Little hay popular from East Asia to Northern Europe
Fennel Seeds may be purchased either whole or ground. Fennel Seeds are added to many dishes that are both sweet and savory. Fennel is much sweeter and milder than anise and becomes even more discreet when cooked. Fennel Seeds are really fruits that are almost always called seeds, while erroneous it is a common custom. Fennel fruits are an ancient spice of the Mediterranean, known by the Greeks for three millennia. Originally from the Mediterranean, the plant’s popularity spread northward during the Middle Ages, when it was grown in monasteries. The genus name foeniculum (Latin for “little hay”) probably refers to the aroma of fennel and is the source of the name of fennel in many contemporary European languages. In the course of time, fennel usage spread both to the East and to the North, which is why fennel is now part of Northern European cookery as well as of East Asian cooking.

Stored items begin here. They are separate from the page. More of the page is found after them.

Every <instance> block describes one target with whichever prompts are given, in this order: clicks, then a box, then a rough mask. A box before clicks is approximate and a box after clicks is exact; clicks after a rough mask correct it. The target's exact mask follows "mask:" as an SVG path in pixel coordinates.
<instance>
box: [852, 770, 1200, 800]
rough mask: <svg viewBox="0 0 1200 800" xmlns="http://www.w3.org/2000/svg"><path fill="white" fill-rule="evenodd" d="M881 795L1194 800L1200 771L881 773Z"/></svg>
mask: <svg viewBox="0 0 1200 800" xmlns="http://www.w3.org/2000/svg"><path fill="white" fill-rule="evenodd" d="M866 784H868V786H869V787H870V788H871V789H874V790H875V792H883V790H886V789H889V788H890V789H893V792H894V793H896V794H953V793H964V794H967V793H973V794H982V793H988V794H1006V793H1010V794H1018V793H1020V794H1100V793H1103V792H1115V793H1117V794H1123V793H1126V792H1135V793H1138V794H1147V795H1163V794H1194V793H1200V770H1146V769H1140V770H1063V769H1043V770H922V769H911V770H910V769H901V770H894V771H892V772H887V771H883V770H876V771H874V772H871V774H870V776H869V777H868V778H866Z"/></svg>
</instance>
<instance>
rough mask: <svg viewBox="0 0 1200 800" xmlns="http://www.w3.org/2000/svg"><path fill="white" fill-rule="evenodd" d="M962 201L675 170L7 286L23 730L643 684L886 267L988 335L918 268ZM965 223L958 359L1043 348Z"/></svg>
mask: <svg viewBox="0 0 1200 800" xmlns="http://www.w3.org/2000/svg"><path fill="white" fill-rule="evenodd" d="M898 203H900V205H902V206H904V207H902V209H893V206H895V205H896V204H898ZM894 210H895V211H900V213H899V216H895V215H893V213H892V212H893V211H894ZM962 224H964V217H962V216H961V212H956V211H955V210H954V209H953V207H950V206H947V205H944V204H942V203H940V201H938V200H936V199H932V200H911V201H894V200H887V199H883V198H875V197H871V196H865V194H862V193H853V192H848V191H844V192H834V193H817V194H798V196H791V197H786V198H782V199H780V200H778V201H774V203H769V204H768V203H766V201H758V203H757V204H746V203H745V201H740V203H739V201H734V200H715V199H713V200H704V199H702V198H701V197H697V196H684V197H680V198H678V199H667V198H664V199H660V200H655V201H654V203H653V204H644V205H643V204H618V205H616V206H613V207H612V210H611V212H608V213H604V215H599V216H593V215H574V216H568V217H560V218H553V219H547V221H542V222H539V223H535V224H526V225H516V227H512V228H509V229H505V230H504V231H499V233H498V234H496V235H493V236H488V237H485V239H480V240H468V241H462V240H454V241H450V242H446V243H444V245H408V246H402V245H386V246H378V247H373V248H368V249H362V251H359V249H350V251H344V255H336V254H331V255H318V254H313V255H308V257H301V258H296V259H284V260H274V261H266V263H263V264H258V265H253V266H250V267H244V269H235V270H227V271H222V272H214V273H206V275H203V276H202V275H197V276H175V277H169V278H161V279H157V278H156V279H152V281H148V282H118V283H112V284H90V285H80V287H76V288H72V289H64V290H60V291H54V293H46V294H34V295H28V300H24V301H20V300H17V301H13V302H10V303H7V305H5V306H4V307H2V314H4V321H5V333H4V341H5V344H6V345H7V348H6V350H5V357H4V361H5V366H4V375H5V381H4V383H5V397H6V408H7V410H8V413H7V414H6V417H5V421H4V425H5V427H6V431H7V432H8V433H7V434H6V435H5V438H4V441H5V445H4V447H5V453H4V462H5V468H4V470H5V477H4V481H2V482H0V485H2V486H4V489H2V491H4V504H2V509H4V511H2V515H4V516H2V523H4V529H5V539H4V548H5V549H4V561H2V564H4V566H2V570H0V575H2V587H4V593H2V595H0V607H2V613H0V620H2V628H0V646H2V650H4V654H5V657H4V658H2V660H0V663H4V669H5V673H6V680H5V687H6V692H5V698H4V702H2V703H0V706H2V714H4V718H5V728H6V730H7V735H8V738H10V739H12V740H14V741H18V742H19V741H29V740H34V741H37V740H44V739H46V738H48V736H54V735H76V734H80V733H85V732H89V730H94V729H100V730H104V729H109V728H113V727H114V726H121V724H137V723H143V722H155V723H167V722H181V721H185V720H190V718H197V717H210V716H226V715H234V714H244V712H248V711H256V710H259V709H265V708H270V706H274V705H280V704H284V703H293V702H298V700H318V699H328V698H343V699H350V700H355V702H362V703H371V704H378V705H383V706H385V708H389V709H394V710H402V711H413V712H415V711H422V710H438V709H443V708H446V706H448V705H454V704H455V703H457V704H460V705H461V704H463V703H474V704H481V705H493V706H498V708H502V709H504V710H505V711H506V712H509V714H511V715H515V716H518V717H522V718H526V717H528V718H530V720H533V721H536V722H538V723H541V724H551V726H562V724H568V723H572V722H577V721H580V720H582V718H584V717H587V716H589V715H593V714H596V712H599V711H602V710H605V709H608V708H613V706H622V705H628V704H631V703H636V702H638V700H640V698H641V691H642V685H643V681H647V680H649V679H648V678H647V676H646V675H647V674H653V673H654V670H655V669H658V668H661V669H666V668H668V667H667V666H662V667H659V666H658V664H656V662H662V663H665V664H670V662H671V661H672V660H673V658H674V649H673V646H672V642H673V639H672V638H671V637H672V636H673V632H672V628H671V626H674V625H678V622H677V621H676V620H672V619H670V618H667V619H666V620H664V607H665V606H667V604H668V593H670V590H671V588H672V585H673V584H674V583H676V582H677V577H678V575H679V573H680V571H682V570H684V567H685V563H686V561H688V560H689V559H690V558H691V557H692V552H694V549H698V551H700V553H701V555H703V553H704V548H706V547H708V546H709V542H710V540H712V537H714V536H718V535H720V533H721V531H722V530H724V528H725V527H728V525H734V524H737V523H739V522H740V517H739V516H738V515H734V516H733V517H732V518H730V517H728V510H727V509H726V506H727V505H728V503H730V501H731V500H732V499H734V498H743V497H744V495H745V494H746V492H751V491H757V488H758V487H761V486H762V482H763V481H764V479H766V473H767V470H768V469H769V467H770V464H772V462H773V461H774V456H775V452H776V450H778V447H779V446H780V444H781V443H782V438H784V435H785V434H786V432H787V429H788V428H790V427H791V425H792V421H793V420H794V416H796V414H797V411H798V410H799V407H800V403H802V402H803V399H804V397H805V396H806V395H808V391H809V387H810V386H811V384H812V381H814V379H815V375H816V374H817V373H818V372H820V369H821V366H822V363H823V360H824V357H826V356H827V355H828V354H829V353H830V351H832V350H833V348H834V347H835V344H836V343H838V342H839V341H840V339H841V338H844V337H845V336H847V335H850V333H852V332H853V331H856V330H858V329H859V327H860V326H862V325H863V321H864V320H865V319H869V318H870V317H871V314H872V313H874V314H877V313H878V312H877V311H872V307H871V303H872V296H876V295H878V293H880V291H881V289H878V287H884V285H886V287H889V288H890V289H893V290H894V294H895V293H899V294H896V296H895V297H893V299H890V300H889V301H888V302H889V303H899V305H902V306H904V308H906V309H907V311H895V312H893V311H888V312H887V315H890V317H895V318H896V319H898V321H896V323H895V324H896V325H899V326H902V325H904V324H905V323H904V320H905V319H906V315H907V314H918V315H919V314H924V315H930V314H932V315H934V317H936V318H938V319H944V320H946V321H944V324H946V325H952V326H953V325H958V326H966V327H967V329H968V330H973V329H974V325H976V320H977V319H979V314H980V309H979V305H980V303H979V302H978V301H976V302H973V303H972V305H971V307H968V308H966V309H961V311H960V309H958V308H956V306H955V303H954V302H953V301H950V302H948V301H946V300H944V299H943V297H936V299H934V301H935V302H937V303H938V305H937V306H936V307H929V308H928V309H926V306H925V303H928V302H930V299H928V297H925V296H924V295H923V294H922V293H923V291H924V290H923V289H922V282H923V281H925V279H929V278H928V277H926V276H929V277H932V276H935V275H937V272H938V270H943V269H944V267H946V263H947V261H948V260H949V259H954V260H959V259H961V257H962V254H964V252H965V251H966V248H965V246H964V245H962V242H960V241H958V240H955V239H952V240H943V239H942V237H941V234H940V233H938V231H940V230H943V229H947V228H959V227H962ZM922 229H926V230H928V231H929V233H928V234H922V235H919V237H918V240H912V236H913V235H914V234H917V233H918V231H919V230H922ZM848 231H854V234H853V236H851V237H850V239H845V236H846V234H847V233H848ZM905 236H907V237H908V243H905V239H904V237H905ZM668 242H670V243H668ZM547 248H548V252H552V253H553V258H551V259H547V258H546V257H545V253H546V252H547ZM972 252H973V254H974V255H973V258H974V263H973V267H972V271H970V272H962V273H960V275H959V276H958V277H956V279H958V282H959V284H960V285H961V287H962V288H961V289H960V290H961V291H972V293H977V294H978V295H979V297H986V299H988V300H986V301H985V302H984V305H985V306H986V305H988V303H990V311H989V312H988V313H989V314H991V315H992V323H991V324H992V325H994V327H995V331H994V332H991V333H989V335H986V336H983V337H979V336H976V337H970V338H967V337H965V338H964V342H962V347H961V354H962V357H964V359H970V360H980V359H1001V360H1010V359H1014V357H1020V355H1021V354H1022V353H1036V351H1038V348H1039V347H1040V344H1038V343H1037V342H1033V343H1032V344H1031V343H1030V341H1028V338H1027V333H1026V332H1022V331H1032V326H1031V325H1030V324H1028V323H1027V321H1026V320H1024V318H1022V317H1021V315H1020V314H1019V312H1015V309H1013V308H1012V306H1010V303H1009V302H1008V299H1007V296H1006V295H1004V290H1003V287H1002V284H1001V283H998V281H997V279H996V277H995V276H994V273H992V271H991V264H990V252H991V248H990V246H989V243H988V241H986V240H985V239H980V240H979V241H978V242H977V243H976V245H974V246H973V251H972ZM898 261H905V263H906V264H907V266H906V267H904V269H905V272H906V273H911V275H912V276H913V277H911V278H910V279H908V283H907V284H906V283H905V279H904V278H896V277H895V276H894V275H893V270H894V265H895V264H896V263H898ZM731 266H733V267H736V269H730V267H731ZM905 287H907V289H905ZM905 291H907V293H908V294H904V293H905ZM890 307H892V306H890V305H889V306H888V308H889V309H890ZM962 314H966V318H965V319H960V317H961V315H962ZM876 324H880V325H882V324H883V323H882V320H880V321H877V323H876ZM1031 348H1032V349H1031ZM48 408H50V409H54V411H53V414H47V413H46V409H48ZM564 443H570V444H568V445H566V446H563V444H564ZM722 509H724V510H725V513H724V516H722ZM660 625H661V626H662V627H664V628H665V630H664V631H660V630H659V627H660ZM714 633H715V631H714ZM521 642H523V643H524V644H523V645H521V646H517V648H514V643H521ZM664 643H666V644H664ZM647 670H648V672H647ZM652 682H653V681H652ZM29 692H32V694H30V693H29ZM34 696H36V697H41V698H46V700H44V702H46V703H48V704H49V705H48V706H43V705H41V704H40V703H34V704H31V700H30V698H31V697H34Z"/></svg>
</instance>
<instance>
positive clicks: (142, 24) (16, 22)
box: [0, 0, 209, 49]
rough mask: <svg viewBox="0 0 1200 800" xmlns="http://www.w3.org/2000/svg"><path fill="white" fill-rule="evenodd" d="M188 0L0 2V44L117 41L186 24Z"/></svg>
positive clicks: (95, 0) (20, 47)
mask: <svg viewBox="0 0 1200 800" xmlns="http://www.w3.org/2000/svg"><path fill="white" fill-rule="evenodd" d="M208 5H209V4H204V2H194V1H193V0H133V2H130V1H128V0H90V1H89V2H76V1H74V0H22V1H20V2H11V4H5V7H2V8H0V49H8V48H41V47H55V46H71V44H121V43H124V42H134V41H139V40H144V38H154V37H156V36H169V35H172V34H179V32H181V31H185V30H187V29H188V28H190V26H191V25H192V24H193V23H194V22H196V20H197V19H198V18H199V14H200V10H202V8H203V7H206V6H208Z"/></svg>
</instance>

It is a necessary ingredient in Chinese five spice powder. Fennel is firmly rooted in Chinese cuisine, although it is hardly ever used alone, but always as a component in spice mixtures. Fennel is important in several regional cuisines of the Indian subcontinent, particularly in Bengal, where it is part of the Indian five spice mix panch phoron. Fennel usage isn’t restricted to Bengal; it is used in Kashmir, where it is usually toasted; in Sri Lanka, toasted fennel fruits are one of the typical ingredients responsible for the subtle and complex aroma of fiery and chili laden curries. The toasting procedure not only increases the flavor, but also changes the character of fennel to a more spicy and less sweet tasting ingredient.
Fennel is very popular in recipes from Iran, Arabia and the Levant; it is also well established in Central Europe, mainly to flavor rye breads, where the combination of sweet fennel and earthy bread is particularly delightful. Fennel is also often used for pickled vegetables and herbed vinegar. Last but not least, fennel is part of many sweet pastries, though in some of these pastries, anise can be used instead of fennel, although the flavors will differ slightly.
Although a native of the Mediterranean, it is most typical for the cuisines of Southern Europe. It is used for meats and poultry, but even more often for fish and sea food. Fennel is popular in Southern France and often contained in the Provençal spice mixture herbes de Provence.
Italians are particularly fond of fennel, employing it for many different kinds of foods, e.g., for sausages (it’s just not Italian sausage without fennel seeds) or pasta sauces. It is often contained, together with the herbs thyme and oregano, in olive oil based marinades for vegetables and, sometimes, sea foods. The marinated vegetables are usually eaten as appetizers (antipasti), together with white bread and red wine.
Should you run out of Fennel seed you may use dill seed and caraway seed as substitutes and to a lesser extent, anise and star anise.